The World Bank maintained its GDP growth estimations for 2018, 2019 and 2020 in the latest Global Economic Prospects report the same as in the Europe and Central Asia Economic Update report In April. Figures were revised up from the January Global Economic Prospects, in which a more significant downwards revision was made due to the bank tax bill. Even if the bill was adjusted at end-March, it still preserved some negative effects, which are reflected in the rather significantly lower GDP growth forecasts for 2019 and 2020, compared to last year.
Thus, the financial institution sees economic growth in Romania to moderate to 3.6% y/y in 2019 from 4.1% y/y in 2018. The WB noted that activity slowed toward the end of 2018, reflecting weakening domestic demand and challenging external factors amid a slowdown in the euro area. Also, fiscal policy relaxation has led to widening government’s deficit-to-GDP ratios. At the same time, fiscal stimulus and the resulting boost in private consumption will begin to fade by 2020, the WB assessed.
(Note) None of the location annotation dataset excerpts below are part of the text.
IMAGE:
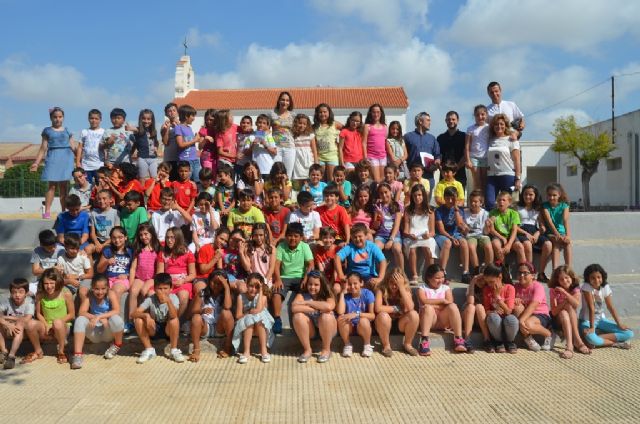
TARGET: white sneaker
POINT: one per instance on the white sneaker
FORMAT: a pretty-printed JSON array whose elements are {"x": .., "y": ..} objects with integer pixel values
[
  {"x": 146, "y": 355},
  {"x": 176, "y": 355}
]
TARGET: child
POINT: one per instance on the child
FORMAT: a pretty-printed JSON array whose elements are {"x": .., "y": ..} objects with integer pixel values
[
  {"x": 476, "y": 145},
  {"x": 204, "y": 222},
  {"x": 245, "y": 215},
  {"x": 306, "y": 151},
  {"x": 478, "y": 227},
  {"x": 397, "y": 149},
  {"x": 419, "y": 230},
  {"x": 315, "y": 185},
  {"x": 99, "y": 320},
  {"x": 293, "y": 261},
  {"x": 88, "y": 152},
  {"x": 333, "y": 215},
  {"x": 362, "y": 257},
  {"x": 374, "y": 134},
  {"x": 351, "y": 148},
  {"x": 313, "y": 315},
  {"x": 327, "y": 131},
  {"x": 438, "y": 310},
  {"x": 252, "y": 316},
  {"x": 596, "y": 328},
  {"x": 355, "y": 311},
  {"x": 556, "y": 219},
  {"x": 187, "y": 151},
  {"x": 54, "y": 314},
  {"x": 307, "y": 217},
  {"x": 531, "y": 230},
  {"x": 211, "y": 314},
  {"x": 505, "y": 228},
  {"x": 394, "y": 301},
  {"x": 157, "y": 317},
  {"x": 145, "y": 142},
  {"x": 387, "y": 224},
  {"x": 16, "y": 313},
  {"x": 448, "y": 180},
  {"x": 564, "y": 298}
]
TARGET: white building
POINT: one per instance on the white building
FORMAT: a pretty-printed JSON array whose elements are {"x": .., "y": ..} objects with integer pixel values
[{"x": 617, "y": 181}]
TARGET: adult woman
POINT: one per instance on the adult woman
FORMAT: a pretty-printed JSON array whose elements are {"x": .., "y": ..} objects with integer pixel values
[
  {"x": 503, "y": 159},
  {"x": 282, "y": 123}
]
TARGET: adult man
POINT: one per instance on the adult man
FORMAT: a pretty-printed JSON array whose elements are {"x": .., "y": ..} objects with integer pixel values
[
  {"x": 422, "y": 147},
  {"x": 497, "y": 105},
  {"x": 451, "y": 144}
]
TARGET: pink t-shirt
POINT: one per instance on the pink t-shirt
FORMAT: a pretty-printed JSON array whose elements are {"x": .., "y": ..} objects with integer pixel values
[
  {"x": 376, "y": 142},
  {"x": 533, "y": 292}
]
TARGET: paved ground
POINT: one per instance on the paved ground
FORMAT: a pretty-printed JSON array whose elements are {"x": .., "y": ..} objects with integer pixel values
[{"x": 526, "y": 387}]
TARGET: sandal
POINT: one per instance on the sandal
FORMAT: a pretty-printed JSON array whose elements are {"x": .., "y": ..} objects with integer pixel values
[{"x": 32, "y": 356}]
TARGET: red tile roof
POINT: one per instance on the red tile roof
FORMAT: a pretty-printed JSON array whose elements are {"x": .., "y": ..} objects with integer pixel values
[{"x": 303, "y": 98}]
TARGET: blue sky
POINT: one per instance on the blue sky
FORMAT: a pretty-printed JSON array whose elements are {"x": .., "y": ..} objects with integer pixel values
[{"x": 123, "y": 54}]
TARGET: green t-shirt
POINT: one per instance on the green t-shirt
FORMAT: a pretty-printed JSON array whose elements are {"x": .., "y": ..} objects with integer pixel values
[
  {"x": 293, "y": 261},
  {"x": 504, "y": 222}
]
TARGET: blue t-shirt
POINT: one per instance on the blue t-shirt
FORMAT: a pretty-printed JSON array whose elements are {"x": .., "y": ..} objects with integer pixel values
[
  {"x": 72, "y": 224},
  {"x": 364, "y": 260}
]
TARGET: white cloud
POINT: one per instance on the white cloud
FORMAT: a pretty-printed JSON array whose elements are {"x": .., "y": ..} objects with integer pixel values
[{"x": 573, "y": 25}]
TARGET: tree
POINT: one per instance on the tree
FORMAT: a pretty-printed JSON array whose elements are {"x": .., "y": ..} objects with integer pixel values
[{"x": 587, "y": 147}]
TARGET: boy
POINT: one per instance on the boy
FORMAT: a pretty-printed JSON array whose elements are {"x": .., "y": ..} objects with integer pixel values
[
  {"x": 169, "y": 215},
  {"x": 448, "y": 180},
  {"x": 88, "y": 152},
  {"x": 133, "y": 214},
  {"x": 116, "y": 141},
  {"x": 333, "y": 215},
  {"x": 306, "y": 216},
  {"x": 276, "y": 215},
  {"x": 362, "y": 256},
  {"x": 16, "y": 313},
  {"x": 245, "y": 214},
  {"x": 76, "y": 269},
  {"x": 294, "y": 260},
  {"x": 157, "y": 317},
  {"x": 449, "y": 229},
  {"x": 102, "y": 219}
]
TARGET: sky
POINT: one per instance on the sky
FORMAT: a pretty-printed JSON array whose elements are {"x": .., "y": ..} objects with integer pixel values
[{"x": 552, "y": 57}]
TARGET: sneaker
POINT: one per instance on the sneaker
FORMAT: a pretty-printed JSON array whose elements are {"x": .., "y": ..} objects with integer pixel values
[
  {"x": 532, "y": 344},
  {"x": 176, "y": 355},
  {"x": 146, "y": 355},
  {"x": 76, "y": 362}
]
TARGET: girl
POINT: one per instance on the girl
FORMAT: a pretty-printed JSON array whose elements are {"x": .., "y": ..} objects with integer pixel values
[
  {"x": 556, "y": 218},
  {"x": 597, "y": 330},
  {"x": 564, "y": 298},
  {"x": 145, "y": 142},
  {"x": 145, "y": 251},
  {"x": 176, "y": 260},
  {"x": 438, "y": 311},
  {"x": 475, "y": 148},
  {"x": 387, "y": 224},
  {"x": 374, "y": 135},
  {"x": 327, "y": 131},
  {"x": 531, "y": 230},
  {"x": 54, "y": 313},
  {"x": 313, "y": 314},
  {"x": 394, "y": 301},
  {"x": 211, "y": 314},
  {"x": 58, "y": 145},
  {"x": 419, "y": 230},
  {"x": 99, "y": 313},
  {"x": 306, "y": 152},
  {"x": 350, "y": 148},
  {"x": 397, "y": 149},
  {"x": 115, "y": 261},
  {"x": 252, "y": 316}
]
Generally, the WB thinks that medium-term growth is hampered by emigration to western Europe and sustained progress in structural reforms. Those factors will trigger a shrinkage in working population and deterioration of private investment respectively. Therefore, the pace of future growth depends on the successful implementation of structural reforms to improve business environment, especially given a more challenging external environment.